El club salteño enfrenta una crisis tras la desvinculación de Luis Olivera y Marcelo Herrera, en medio de acusaciones por deudas relacionadas con apuestas y sospechas de conducta antideportiva.*
Gimnasia y Tiro de Salta atraviesa un momento crítico luego de que dos de sus futbolistas, Luis Olivera y Marcelo Herrera, rescindieran sus contratos en medio de un escándalo vinculado a apuestas deportivas. Aunque la salida de Herrera aún no fue oficializada, la de Olivera fue confirmada por el club, que comunicó que la rescisión se dio de común acuerdo por «cuestiones personales».

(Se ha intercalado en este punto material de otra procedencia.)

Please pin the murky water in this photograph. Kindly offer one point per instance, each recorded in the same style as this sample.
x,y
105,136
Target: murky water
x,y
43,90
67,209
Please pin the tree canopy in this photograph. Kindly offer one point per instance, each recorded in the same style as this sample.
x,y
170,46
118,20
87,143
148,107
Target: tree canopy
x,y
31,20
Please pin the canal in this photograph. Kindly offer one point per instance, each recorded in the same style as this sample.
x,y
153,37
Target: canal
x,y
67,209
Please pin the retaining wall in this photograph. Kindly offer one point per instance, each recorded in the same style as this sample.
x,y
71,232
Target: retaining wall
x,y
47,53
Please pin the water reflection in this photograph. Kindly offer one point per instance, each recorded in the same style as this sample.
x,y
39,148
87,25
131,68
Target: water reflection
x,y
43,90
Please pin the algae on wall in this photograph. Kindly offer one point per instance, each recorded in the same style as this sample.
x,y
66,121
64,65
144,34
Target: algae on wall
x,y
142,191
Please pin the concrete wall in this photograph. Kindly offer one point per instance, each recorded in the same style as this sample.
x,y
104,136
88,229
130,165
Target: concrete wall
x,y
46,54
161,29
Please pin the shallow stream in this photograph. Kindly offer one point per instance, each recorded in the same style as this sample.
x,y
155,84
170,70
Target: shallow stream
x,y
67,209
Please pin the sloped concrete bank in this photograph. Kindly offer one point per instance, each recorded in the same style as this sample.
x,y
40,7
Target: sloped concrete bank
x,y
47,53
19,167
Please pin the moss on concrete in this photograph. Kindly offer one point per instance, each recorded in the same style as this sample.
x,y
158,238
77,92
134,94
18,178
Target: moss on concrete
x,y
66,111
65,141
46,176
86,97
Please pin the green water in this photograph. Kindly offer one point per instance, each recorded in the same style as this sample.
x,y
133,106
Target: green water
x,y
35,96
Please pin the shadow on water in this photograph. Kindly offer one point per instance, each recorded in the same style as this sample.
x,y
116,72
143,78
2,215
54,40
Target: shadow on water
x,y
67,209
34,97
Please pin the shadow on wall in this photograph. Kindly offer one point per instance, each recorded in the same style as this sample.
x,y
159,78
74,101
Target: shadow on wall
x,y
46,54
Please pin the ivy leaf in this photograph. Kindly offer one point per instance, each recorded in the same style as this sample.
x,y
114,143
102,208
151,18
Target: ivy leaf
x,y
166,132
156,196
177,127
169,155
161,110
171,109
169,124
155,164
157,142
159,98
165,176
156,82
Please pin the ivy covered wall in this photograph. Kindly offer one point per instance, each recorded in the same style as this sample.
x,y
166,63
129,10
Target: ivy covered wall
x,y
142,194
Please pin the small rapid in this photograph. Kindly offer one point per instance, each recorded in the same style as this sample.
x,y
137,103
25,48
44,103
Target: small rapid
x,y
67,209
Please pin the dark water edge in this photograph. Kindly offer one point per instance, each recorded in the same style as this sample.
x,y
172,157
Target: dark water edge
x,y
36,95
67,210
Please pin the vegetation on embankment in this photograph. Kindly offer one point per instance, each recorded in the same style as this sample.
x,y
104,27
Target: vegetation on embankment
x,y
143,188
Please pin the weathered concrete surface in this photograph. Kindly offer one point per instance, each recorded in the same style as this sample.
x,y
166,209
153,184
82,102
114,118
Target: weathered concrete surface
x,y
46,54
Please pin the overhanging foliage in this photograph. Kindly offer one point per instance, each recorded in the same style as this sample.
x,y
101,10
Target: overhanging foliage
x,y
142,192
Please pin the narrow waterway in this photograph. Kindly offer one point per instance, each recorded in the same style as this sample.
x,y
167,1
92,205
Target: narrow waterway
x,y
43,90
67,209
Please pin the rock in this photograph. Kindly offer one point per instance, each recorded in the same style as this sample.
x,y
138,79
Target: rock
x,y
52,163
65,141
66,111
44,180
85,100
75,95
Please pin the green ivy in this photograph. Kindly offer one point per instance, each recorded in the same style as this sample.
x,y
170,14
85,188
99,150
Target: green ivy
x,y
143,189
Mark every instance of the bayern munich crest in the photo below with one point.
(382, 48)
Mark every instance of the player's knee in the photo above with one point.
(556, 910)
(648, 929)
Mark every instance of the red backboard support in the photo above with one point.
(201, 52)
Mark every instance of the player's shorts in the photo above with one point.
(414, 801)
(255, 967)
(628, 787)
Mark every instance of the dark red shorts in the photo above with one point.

El conflicto se intensificó cuando dos individuos se presentaron ante dirigentes del club reclamando una deuda atribuida a uno de los jugadores, presuntamente relacionada con apuestas deportivas. Tras dialogar con Olivera, este reconoció su problema de adicción al juego y solicitó la rescisión de su contrato, indicando que la situación afectaba su desempeño profesional. Actualmente, el futbolista se encuentra bajo asistencia profesional.
Las sospechas sobre posibles conductas antideportivas se acrecentaron tras un partido contra Deportivo Madryn, en el que Olivera recibió dos tarjetas amarillas en momentos clave del encuentro, lo que generó inquietudes sobre su comportamiento en el campo.
Este caso se suma a una serie de incidentes similares en el fútbol argentino, donde jugadores de categorías inferiores han sido vinculados a apuestas ilegales y conductas antideportivas, evidenciando una problemática creciente que afecta la integridad del deporte.
La situación en Gimnasia y Tiro pone de relieve la necesidad de medidas más estrictas y programas de concientización para prevenir la influencia de las apuestas en el fútbol, especialmente en divisiones donde los controles son menos rigurosos.